One month later, however, the paper reversed course when it published the apology. Written by editor Ellen Soeteber, who has since left the paper, and managing editor Arnie Robbins, who has since been promoted to the paper's top editorial post, the apology said the articles did not meet their "standards for fairness and accuracy."

Among Tuft's transgressions cited in the June 19 apology were several sentences clarifying the statements of Joyce Meyer Ministries spokesman Mark Sutherland. "A ministry spokesman did not say that the Meyers received free use of the plane and vehicles, as was stated in the May 1 story," reads the apology. "Additionally, the spokesman for the ministry never used the word 'hefty' to describe Joyce Meyer's salary. That was a term used by the reporter."

In the May 1 article, Tuft reports that she gleaned the information about Meyer's free personal use of a corporate jet, luxury cars and a $2 million home from "financial statements, board minutes and other documents." The article made no mention of the information coming from spokesman Sutherland. As for the dispute regarding Meyer's "hefty" salary, which was estimated at $900,000, the article states: "Sutherland noted that Meyer has never denied getting a hefty salary."

The paper swiftly disciplined Tuft with a five-day suspension without pay.
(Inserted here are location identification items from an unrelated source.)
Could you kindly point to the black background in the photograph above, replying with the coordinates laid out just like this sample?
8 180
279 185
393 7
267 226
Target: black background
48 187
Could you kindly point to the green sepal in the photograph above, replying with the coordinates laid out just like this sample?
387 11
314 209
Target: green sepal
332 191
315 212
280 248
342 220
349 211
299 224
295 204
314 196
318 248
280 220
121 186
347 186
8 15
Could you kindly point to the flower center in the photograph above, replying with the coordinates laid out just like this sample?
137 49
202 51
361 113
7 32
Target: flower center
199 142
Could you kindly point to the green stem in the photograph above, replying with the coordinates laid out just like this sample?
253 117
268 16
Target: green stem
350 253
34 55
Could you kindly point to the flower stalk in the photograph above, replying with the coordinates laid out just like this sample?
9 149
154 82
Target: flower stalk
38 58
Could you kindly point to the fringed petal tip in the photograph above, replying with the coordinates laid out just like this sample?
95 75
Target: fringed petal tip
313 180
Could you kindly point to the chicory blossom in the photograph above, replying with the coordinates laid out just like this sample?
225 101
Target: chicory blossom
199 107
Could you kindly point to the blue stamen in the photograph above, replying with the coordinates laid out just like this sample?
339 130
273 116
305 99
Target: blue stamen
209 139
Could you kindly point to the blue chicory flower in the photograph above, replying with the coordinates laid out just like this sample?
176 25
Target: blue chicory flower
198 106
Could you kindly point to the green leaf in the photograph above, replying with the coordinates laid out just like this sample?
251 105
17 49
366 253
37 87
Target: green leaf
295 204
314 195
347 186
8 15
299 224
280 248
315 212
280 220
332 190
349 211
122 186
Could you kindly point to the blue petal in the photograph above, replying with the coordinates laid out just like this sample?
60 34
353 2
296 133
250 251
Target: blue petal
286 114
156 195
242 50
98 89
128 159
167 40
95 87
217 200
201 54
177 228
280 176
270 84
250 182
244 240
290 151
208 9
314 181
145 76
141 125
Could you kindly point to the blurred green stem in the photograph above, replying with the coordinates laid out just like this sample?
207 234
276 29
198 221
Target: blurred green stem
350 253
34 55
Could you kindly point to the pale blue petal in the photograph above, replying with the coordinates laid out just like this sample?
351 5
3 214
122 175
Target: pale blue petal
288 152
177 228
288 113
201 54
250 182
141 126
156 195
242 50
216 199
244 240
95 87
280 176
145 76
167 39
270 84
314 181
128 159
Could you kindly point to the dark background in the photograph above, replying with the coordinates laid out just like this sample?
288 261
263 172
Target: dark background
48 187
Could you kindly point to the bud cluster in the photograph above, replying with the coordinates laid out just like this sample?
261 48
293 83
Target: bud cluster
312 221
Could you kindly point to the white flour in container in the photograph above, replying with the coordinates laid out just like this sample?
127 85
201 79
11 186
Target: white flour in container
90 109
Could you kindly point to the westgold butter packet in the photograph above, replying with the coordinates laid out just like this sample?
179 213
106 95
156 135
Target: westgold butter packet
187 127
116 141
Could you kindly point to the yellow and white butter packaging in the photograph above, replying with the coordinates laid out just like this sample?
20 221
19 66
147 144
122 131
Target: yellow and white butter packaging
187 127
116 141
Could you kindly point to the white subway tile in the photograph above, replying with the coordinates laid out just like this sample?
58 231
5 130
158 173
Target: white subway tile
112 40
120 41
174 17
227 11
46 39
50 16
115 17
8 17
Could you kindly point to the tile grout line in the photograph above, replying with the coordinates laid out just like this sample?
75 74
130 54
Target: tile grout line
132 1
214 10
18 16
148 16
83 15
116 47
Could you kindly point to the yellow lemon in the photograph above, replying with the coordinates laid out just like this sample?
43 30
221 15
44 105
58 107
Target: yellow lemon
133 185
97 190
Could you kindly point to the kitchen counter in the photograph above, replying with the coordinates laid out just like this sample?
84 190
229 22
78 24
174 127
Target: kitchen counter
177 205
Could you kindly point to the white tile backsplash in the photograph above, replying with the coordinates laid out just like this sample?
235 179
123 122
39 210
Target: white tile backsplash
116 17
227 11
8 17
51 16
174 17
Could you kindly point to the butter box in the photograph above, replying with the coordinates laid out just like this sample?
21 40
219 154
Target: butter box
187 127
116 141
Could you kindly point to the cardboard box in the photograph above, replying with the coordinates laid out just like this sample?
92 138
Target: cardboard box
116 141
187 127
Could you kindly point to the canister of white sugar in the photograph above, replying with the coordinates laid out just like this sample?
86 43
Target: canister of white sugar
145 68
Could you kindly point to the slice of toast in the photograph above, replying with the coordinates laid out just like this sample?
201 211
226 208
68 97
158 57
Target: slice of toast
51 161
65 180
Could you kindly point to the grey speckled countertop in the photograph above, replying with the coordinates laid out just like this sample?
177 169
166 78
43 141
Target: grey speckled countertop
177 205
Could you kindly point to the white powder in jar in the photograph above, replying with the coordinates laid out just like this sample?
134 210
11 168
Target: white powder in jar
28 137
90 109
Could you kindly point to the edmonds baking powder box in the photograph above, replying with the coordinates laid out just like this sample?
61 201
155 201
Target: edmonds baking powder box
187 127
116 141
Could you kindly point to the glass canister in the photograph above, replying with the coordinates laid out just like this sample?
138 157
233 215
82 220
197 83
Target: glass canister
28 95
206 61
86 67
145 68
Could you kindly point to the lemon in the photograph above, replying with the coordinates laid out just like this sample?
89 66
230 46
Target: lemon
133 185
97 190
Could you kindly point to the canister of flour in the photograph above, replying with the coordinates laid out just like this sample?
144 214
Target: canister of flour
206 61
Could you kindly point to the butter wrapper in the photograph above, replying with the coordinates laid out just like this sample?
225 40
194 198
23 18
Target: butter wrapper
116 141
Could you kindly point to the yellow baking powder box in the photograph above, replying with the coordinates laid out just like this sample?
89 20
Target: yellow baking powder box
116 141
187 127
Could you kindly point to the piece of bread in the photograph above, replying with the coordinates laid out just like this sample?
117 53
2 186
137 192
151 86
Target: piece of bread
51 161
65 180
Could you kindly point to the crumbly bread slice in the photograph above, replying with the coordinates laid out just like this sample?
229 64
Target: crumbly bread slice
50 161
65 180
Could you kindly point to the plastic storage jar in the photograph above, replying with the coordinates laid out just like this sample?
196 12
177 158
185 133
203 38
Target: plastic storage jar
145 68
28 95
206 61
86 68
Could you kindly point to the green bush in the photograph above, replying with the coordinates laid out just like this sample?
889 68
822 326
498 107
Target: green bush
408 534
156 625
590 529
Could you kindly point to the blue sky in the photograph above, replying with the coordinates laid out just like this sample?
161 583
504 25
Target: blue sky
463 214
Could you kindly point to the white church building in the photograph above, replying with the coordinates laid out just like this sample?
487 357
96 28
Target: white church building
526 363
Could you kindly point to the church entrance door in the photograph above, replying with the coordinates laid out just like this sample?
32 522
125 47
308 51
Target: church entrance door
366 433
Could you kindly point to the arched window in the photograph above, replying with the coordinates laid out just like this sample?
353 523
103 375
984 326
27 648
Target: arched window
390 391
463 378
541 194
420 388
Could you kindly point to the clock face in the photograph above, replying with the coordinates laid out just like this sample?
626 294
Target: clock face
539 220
Although the paper's brass later reduced her suspension to two days, Tuft maintains that her stories were accurate and merited neither an apology nor a suspension.

"I want my day in court. I want to prove that they're wrong, and I want to tell what they really did," says Tuft, who went into aarbitration on Wednesday and Thursday of last week. "We're asking for a retraction to the apology. I want for them to correct the record, to admit that the apology was unwarranted, and that I did nothing wrong."

But so far, Post-Dispatch editor Robbins isn't promising any corrective action to Tuft, who has worked at the paper for nearly fourteen years.

"I'll leave that to the arbiter," says Robbins.

Tuft and her supporters, meanwhile, speculate that there were other forces behind the apology, forces greater than the paper's professed fidelity to "fairness and accuracy."

"We want to show the fact that the apology, which was unprecedented, was not about any errors, real or imagined," says Shannon Duffy, who, as business representative for the St. Louis Newspaper Guild, sat in on the arbitration. "They negotiated the apology to avoid litigation. We can prove with correspondence [between Joyce Meyer Ministries and the St. Louis Post-Dispatch] that this apology was negotiated on Carolyn's back."

(Correspondence between Joyce Meyer Ministries and the St. Louis Post-Dispatch is subject to a protective order, negotiated by the newspaper's attorneys, and will not be made public until after the arbitrator has rendered a decision, which could be months from now.)

Six months before the apology was published — in January 2005 — Pulitzer Inc., which at the time owned the Post-Dispatch, announced plans to merge with Davenport, Iowa-based Lee Enterprises.

"Previously, editors were always in your corner. They wouldn't make you go to a meeting with somebody yelling at you without records to show that what they're saying is false. But when Joyce Meyer's people came, I wasn't allowed to say anything," says Tuft. "The sale to Lee Enterprises was in the making and they didn't want a lawsuit. They did not want anything hanging over the sale of the paper."

"Not true," says Robbins. The editor declined to elaborate on the apology, saying only: "I think if you look through other stories that we've done, I think I've said that so I don't want to comment after the arbitration hearing."

Whether editors at the Post-Dispatch caved under pressure from Joyce Meyer Ministries or didn't want to jeopardize Pulitzer Inc.'s sale to Lee Enterprises by burdening the company with a costly lawsuit is a secondary concern for the guild's Shannon Duffy.

"If the paper is so ready to cave and print an apology whenever a powerful or well-connected group threatens legal action, then how safe are any of the reporters?" she asks. "What will happen is we'll wind up with people who are afraid to tackle tough issues because they don't think their papers are going to be there for them, and if that happens, that's a really sad day for journalism."